Selective breeding is developing plants that produce more beans with higher wax content, as well as other characteristics that will facilitate harvesting.Farmers can establish jojoba plantations by selecting appropriate elevations and managing water resources. Due to its high product value and tolerance to soil salinity up to 12 dS·m⁻¹ at pH 9, the crop is cultivated in arid regions for commercial oil production and desertification control. For example, jojoba has been planted to prevent desertification in the Thar Desert in India.[1][2]Research continues on options to further increase yields. There are already findings on the types of pruning techniques for the bushes, which are expected to make a difference in yields.

== Processing technology ==
Jojoba oil is traditionally extracted by mechanically pressing the seeds, often with the use of hexane to maximize yield, resulting in a typical oil extraction of 35–43%. Other methods using organic solvents like chloroform or isopropanol can increase the yield to up to 55%.

A more environmentally friendly, but more expensive, method is supercritical CO_{2} extraction. This method can be enhanced by adding co-solvents such as ethanol.

Transesterification is used to convert jojoba oil into biodiesel, where the oil reacts with alcohol (e.g., methanol) in the presence of a catalyst (e.g., sodium hydroxide). Both homogeneous and heterogeneous catalysts can be used, as well as enzymatic catalysts, which are more environmentally friendly but costlier.

== Molecular breeding ==

Jojoba is a dioecious plant, which brings one of its main challenges. Only the female bushes bear seeds that can be used for jojoba oil production. The sex of the plant is only visible to the eye after flowering (3-4 years after planting). A proportion of 10% male plants is required in a field for efficient production. About 50% of the plants grown from seed are male. This genetic heterogeneity makes commercial cultivation questionable. Therefore, vegetative propagation is preferred to ensure homogeneous and high-yielding genotypes. To differentiate between male and female plants, several molecular markers have been developed.

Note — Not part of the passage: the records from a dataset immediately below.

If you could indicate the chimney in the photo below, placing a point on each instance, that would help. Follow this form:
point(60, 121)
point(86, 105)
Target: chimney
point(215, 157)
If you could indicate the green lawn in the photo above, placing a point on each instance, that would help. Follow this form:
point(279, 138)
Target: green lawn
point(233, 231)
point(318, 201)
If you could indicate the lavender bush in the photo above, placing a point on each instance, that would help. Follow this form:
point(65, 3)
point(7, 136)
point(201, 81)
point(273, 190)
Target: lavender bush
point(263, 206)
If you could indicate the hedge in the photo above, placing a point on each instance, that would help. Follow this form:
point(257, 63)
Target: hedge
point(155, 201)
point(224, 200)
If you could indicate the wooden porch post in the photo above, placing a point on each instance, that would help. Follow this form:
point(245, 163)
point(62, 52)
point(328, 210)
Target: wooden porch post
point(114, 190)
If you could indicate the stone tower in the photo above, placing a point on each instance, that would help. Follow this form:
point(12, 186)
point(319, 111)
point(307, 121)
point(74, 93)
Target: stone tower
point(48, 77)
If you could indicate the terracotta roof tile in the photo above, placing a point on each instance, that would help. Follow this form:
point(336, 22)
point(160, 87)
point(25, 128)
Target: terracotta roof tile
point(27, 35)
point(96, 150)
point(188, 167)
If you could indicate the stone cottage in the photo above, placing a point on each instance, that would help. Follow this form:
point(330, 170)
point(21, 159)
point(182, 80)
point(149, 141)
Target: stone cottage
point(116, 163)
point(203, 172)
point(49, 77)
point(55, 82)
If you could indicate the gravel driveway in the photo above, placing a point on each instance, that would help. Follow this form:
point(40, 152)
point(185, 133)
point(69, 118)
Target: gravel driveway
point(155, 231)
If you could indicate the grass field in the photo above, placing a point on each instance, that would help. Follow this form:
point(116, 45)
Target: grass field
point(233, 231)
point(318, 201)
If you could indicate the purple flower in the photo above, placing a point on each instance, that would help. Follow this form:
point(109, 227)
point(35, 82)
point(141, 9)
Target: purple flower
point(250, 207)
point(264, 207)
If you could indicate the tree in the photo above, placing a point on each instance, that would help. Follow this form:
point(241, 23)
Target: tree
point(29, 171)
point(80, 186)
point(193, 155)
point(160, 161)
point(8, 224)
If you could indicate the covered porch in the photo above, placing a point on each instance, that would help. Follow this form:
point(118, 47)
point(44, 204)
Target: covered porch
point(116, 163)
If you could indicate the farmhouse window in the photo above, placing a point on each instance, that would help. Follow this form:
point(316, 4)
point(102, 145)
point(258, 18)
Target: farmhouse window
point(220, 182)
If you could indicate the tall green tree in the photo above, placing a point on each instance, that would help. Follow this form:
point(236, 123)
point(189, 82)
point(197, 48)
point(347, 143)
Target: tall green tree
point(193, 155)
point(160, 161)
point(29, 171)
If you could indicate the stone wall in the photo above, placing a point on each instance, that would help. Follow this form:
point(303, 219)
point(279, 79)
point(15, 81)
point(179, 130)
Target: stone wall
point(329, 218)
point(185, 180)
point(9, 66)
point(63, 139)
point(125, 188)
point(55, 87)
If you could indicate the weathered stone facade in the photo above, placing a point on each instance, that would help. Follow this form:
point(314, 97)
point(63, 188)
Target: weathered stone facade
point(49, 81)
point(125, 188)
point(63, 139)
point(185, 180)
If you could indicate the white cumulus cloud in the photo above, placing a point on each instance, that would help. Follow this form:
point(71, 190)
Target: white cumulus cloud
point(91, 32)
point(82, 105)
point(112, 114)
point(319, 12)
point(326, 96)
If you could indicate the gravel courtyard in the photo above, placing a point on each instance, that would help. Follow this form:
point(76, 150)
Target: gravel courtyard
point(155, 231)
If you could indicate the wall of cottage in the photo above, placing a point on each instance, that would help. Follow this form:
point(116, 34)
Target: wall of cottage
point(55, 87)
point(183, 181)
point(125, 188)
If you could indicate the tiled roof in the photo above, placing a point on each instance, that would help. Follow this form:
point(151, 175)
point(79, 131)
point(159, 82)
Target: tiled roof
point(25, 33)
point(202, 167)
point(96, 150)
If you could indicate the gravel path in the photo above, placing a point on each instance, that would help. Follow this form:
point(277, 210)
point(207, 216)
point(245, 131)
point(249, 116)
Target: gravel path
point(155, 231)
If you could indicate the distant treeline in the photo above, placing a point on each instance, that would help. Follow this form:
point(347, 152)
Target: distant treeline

Agrawal et al. (2007) identified the sex-specific random amplification of polymorphic DNA genetic marker OPG-5, a base segment of 1400 bp, which only occurs in male plants. Agarwal et al. (2011) found additional markers at approximately 525 bp and 325 bp, specific to male plants, using the amplified fragment length polymorphism method and the primers EcoRI-GC/MseI-GCG and EcoRI-TAC/MseI-GCG. Additionally, a female-specific marker was found at approximately 270 bp with the primers EcoRI-TAC/MseI-GCG. Gender-specific microsatellite markers were also discovered.

Over the past two decades, a number of genetic marker have been developed that help determine the sex of the plant, thereby reducing the risk for farmers by ensuring more accurate propagation of female plants.